As you can see the great majority of sets used today are not using the tuner to get the TV signal into the set at all~! 
So some may have weaken the research and technology that should go into said tuners. 
Like mine is getting its (TV) signal directly into the HDMI input from my HD Receiver which is getting its signal through my DSL telephones lines. And is getting to the receiver through a high speed network telephone line from the Modem.
So IMO THAT is where the Technology is. The HDMI "IN" connections.


----------



## where I want to (Oct 28, 2008)

OK- on a reference to another forum, I read that Samsung has the most sensative tuner. But that there is a protocol for the individual stations that effects the reception too.


----------



## idahodave (Jan 20, 2005)

Look in the menu for a "cable" or "off air" choice....if it's on cable some of the over the air stations will not be found. Many sets come with cable as the default setting. Note all sets do not have a manual off air/cable selection, and will scan every possible channel in both cable and off air.

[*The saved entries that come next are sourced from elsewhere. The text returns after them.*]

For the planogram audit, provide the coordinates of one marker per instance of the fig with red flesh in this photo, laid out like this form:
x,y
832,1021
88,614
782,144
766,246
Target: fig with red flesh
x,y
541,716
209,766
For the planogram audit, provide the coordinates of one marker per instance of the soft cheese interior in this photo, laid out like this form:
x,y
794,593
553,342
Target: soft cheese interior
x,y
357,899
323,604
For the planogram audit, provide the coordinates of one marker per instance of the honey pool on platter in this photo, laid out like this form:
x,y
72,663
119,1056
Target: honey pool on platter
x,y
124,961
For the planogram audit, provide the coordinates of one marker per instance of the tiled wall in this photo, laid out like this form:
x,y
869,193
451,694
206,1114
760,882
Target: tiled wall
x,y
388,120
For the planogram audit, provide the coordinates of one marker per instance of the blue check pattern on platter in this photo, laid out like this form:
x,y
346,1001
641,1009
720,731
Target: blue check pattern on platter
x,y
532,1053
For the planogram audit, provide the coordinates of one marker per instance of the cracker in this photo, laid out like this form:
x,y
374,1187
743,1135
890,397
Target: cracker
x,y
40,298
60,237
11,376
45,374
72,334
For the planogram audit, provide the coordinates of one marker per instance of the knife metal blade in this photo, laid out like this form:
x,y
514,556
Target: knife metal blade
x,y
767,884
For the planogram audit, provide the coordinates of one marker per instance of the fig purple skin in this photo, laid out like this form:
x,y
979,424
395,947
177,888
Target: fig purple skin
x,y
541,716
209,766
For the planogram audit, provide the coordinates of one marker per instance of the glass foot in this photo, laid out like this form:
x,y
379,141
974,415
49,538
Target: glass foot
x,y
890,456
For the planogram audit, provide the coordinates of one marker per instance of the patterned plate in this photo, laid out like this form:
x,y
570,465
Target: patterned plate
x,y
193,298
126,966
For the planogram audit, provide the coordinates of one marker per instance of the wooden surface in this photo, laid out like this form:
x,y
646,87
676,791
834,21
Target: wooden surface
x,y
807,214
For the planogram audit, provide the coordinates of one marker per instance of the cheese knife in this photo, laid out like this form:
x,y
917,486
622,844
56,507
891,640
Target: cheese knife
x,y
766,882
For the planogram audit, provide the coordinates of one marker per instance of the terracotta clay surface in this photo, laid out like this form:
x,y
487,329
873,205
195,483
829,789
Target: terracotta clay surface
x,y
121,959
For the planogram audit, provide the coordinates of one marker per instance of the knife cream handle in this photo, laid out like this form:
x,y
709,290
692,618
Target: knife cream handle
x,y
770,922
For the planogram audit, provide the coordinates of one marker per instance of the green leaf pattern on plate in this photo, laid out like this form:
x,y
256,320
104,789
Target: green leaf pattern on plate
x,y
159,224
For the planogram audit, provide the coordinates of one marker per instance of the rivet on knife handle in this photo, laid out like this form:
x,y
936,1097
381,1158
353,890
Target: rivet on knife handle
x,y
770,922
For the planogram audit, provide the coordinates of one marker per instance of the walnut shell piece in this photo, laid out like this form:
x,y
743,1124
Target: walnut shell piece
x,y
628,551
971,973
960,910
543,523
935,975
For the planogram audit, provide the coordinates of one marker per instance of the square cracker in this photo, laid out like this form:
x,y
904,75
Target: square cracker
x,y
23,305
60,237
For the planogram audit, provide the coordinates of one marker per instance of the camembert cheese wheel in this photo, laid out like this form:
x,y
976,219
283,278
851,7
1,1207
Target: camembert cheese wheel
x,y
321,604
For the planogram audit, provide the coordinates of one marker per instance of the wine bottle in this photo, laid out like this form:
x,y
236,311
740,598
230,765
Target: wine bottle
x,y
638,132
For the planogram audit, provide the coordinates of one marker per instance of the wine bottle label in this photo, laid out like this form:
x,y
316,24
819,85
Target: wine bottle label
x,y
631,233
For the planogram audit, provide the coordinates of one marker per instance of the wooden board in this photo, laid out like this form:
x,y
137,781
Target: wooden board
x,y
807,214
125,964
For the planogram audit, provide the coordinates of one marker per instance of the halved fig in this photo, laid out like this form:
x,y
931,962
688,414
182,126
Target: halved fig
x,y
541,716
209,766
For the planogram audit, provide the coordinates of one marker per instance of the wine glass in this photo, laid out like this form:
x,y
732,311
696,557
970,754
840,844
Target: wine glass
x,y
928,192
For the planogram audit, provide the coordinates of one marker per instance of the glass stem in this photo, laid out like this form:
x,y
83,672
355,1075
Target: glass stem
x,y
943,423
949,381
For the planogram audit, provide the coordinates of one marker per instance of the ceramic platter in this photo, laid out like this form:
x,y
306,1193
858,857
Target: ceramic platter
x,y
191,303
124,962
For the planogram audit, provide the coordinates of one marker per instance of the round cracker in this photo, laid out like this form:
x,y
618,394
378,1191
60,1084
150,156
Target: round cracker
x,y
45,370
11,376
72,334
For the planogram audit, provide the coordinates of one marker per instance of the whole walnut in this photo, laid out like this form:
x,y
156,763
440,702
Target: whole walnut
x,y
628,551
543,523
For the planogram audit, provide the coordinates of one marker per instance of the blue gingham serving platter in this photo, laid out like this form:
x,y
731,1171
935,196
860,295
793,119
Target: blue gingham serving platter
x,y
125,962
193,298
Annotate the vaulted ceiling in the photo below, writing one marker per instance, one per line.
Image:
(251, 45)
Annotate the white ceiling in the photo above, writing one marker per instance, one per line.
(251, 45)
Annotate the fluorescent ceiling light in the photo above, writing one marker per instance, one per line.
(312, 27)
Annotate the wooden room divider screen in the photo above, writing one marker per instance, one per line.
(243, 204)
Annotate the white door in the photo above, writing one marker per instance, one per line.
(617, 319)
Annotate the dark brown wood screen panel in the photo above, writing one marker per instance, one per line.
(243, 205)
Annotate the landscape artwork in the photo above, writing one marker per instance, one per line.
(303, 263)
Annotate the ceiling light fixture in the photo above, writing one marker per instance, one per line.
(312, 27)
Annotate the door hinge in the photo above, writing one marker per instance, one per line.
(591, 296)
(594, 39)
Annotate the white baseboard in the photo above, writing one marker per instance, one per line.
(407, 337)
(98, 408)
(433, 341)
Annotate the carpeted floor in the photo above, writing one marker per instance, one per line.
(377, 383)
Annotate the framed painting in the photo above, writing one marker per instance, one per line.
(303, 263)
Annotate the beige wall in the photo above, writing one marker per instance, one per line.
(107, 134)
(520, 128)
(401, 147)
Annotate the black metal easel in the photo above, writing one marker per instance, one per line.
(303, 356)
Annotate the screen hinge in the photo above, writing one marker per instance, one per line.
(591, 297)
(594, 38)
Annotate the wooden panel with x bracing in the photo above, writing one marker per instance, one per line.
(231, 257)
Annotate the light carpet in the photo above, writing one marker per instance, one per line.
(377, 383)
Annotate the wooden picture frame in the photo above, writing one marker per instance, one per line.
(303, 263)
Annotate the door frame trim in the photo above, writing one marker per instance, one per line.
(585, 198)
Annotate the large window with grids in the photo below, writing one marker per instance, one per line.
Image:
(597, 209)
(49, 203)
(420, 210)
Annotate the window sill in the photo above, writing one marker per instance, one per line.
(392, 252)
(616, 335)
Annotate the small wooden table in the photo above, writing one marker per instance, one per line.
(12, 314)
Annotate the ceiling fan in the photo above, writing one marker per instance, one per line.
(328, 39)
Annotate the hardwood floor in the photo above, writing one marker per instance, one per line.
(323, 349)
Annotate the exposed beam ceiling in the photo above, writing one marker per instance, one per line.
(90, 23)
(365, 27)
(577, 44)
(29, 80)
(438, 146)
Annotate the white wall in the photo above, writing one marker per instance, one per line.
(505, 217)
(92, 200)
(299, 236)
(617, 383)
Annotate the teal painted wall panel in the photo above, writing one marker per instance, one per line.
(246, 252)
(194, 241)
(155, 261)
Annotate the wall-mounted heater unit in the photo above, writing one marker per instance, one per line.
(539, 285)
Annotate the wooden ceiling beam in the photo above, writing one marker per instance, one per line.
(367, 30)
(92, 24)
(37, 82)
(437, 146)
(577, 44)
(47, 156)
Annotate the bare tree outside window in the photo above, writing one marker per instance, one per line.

Go to tvfool.com and check your address for stations. You will get the projected signal levels at you location and can check the PBS station and compare it's level to the other stations you are receiving.

If the PBS station is only a few miles away, it could overload the new tuner with an amplified antenna. Try an old set of rabbit ears as a test.

Try calling the station for help, some are happy to assist.


----------